Hey Mycroft, Listen to Me!


#1

Originally published at: http://mycroft.ai/blog/hey-mycroft-listen-to-me/

I’ve been at Mycroft for 24 months now, and one of my major challenges is that my wife hardly uses our Mark I at home. I am passionate about Mycroft, and I want my family to see all the hard work that we put into this product.

To be fair, my wife, Ashley, doesn’t really like voice assistants. She hates Siri, and the other ones we have had she just views as an annoying “Nate” toy. But, her challenge with Mycroft is different. It’s a lot like the issue a Community Member voiced on Twitter recently.

The voice system doesn’t recognize my voice. So it’s

Me: “Mycroft, turn on the light.”

*nothing*

“ANDY, MAKE MYCROFT TURN ON THE LIGHT!”

Andy: “Mycroft, turn on the light.”

*light comes on*

I would rather just flip a switch.

— Katie (@katiek_wanders) May 22, 2019

The Problem

To make a product that uses Machine Learning as a key pillar of the technology, there are a lot of things that have to come together, but at the root it is all about data. Clean, diverse, and accessible data. The giants that are in this space have budgets to buy data, buy companies, and trick their users into always giving up privacy for the use of the product.

At Mycroft, we are presented with a real challenge, because at the heart of our company is Privacy and User Agency. What that means is we do not by default store any recordings, transcriptions, or data when people use Mycroft. To obtain the data we need to improve Mycroft, we ask those who are comfortable to contribute to our Open Dataset. Contributing means specifically Opting-In to share your recordings, transcriptions, and usage data. Once Opted-In you have the right to Opt-Out and delete your dataset at any time.

The more people across different genders, accents, and ages that Opt-In, the more diverse the dataset is that trains our Precise wakeword model. You can do this in under a minute at https://account.mycroft.ai/profile! Please consider it!

Now we are in an almost humorous Catch-22 scenario. Mycroft only hears my wife 50% of the time. So even if she is using it at the same frequency as me, the utterances submitted will be only half of what I donate to the dataset. Magnify that across the portion of our Community that has Opted-In, and now you have a ratio that is not reflective of the makeup of the world.

The Solution

We’re developing a three-pronged approach here at Mycroft.

First, we need more people with varying voices to use the device and Opt-In. This builds the dataset.

We then need to tag those utterances, using the Precise Tagger which we’ll relaunch soon. We then train new global Precise models on those utterances, improving accuracy.

Lastly, we need to think outside the box for edge cases. For this last approach, we have started work to build a local machine learning tool which allows people to directly train their wake word on-device.

Personal Precise Trainer

This personal Precise trainer will let an individual record themselves speaking the wake word a few times, then perform a training on top of the general wake word model, creating a custom model which is immediately available and just for themselves.

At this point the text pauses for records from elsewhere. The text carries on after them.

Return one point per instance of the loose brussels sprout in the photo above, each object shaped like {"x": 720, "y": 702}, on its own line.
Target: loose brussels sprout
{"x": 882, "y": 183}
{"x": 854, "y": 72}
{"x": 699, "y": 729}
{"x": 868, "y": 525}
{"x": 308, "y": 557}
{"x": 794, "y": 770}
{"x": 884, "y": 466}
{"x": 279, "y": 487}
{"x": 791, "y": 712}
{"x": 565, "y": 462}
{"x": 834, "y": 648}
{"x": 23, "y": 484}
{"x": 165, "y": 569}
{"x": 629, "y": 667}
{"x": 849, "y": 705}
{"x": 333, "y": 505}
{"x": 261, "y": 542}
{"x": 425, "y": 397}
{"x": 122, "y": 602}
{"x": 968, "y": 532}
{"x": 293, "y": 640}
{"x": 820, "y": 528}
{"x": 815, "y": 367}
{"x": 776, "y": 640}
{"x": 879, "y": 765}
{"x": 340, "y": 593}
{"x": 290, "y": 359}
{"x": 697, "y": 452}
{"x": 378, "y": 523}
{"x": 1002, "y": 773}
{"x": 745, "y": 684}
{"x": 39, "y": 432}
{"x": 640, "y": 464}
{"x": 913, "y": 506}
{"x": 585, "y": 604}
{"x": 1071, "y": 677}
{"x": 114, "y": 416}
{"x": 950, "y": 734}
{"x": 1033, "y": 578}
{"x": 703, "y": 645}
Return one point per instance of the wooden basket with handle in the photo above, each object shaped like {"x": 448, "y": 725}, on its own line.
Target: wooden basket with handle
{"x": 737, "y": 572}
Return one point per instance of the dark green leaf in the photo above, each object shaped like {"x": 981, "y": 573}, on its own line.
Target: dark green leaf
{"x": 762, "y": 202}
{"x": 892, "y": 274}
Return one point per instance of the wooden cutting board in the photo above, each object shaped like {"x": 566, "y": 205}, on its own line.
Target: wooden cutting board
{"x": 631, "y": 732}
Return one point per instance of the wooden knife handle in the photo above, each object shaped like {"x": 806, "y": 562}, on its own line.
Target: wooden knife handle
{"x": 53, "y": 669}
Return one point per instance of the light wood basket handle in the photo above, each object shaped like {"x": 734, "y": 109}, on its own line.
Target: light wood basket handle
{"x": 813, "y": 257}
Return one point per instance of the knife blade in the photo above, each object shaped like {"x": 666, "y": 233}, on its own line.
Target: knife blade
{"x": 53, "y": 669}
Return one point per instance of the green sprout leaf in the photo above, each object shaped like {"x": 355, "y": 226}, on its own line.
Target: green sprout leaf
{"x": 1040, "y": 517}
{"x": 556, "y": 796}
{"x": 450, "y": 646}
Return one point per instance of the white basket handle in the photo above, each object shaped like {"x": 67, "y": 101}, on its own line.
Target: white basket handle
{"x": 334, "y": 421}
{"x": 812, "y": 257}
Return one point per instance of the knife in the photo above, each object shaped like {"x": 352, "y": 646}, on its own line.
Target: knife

This approach brings several benefits. For one, Mycroft is immediately able to recognize voices previously missed by the global model. Additionally, this system sets the stage for potential future features like speaker identification.

We will also add the ability to submit the local recordings to the global model, allowing you to improve the global model for others who sound like you. This is all early work, but experimental results have been very promising!

This will not be an easy or quick problem to solve, but from what I have seen so far it appears to be the right approach to design, develop, test, and release for you all.


#2

Well, that is a common issue with all the women out there, with Mycroft and other assistants. As we don’t speak english at home, my wife directly threw in the towel. I’m working on my spare time to help translate mycroft core into my language, but it will take time, and I don’t know if your backend is already ready to tag into other languages. (I think it is, but last time I took a look, there was no option to change the language t otag).

That’s why I suggested my wife to contribute into Mozilla’s Common Voice, and now she’s on a sick ill, she has become one of the greatest contributors in Spanish and Catalan languages.

Will mycroft use the Mozilla dataset anytime? It’s already using it? If not, is there any way to use it? I’m a linux guy, but I have no much spare time to play with anything lately, but I will follow a guide to try it out, as on Mozilla’s datasets, it seems there are A LOT of women contributing.


#3

Hey there, hopefully you saw the post today on the state of our internationalisation efforts.

As it still requires a bit of tweaking to get other languages to work, we don’t want to add an option in the user settings until it is properly supported.

That is awesome to hear about your wife’s contributions to CommonVoice. We are continuing to work with them and their DeepSpeech is getting better all the time. When it is viable to use this in production we certainly will be making the jump over.


#4

Love to hear that! I think CommonVoice datasets will help women to be understood far better than now, besides they have a huge user base compared to single open source projects.

And I’m going to apply to the MIT (Mycroft i18n Team) right now! :slight_smile: